Talk by M. Arrutselvi
Posted on: 27 Jan 2026
Title: Solving PDEs on Arbitrary Meshes Without Explicit Basis Functions: The Virtual Element Method
Speaker: M. Arrutselvi, NBHM Postdoctoral fellow, IIT Madras
Date: 3 Feb 2026
Time: 4 PM IST
Venue: Zoom
Abstract:
Many classical discretization techniques for partial differential equations rely on explicitly constructed finite-dimensional approximation spaces defined on simplicial or tensor-product meshes. While highly successful, this paradigm becomes restrictive when one seeks robust and stable methods on general polygonal or polyhedral meshes arising from adaptivity, mesh agglomeration, or complex geometries.
The Virtual Element Method (VEM) offers a principled framework for the discretization of partial differential equations on arbitrary meshes without re- quiring explicit knowledge of basis functions inside mesh elements. Instead, the method is formulated through carefully chosen degrees of freedom, computable projection operators, and discrete bilinear forms designed to satisfy polynomial consistency and stability properties.

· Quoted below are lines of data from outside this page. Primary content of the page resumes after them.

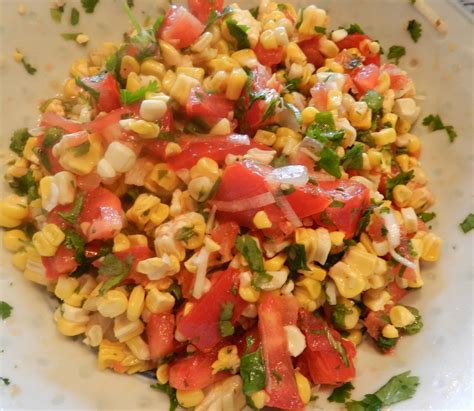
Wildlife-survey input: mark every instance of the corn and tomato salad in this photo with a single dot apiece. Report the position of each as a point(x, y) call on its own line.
point(231, 199)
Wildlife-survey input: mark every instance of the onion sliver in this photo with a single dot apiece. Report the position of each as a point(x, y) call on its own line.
point(245, 204)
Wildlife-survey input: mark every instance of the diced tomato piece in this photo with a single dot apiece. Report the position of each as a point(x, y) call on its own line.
point(103, 210)
point(327, 365)
point(225, 235)
point(106, 85)
point(310, 48)
point(202, 8)
point(366, 78)
point(160, 335)
point(180, 28)
point(216, 148)
point(51, 119)
point(201, 324)
point(194, 372)
point(62, 263)
point(356, 198)
point(280, 382)
point(213, 106)
point(138, 253)
point(268, 57)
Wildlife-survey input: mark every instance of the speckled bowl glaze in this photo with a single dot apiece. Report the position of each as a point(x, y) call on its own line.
point(48, 371)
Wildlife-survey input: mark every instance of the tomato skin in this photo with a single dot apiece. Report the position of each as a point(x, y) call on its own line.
point(325, 364)
point(103, 210)
point(356, 198)
point(62, 263)
point(282, 392)
point(180, 28)
point(160, 335)
point(269, 57)
point(201, 324)
point(209, 106)
point(202, 8)
point(109, 97)
point(310, 48)
point(194, 372)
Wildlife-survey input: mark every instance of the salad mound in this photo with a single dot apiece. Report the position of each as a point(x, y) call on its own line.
point(230, 199)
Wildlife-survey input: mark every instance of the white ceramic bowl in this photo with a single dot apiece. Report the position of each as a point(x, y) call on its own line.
point(48, 371)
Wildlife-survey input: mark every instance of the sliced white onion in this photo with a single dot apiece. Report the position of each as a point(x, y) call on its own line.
point(201, 262)
point(245, 204)
point(296, 175)
point(393, 229)
point(402, 260)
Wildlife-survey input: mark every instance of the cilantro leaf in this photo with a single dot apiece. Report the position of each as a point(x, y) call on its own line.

This talk presents a conceptual introduction to the Virtual Element Method for elliptic problems, emphasizing the underlying approximation and stability mechanisms rather than implementation details. Starting from a model problem, we explain how consistency is enforced through polynomial projections and how stabilization controls the non-polynomial components of the virtual space. We also discuss convergence properties, mesh-regularity considerations, and the flexibility of the framework in comparison with classical finite element approaches. The talk concludes with a brief overview of applications and current research directions in virtual element technology.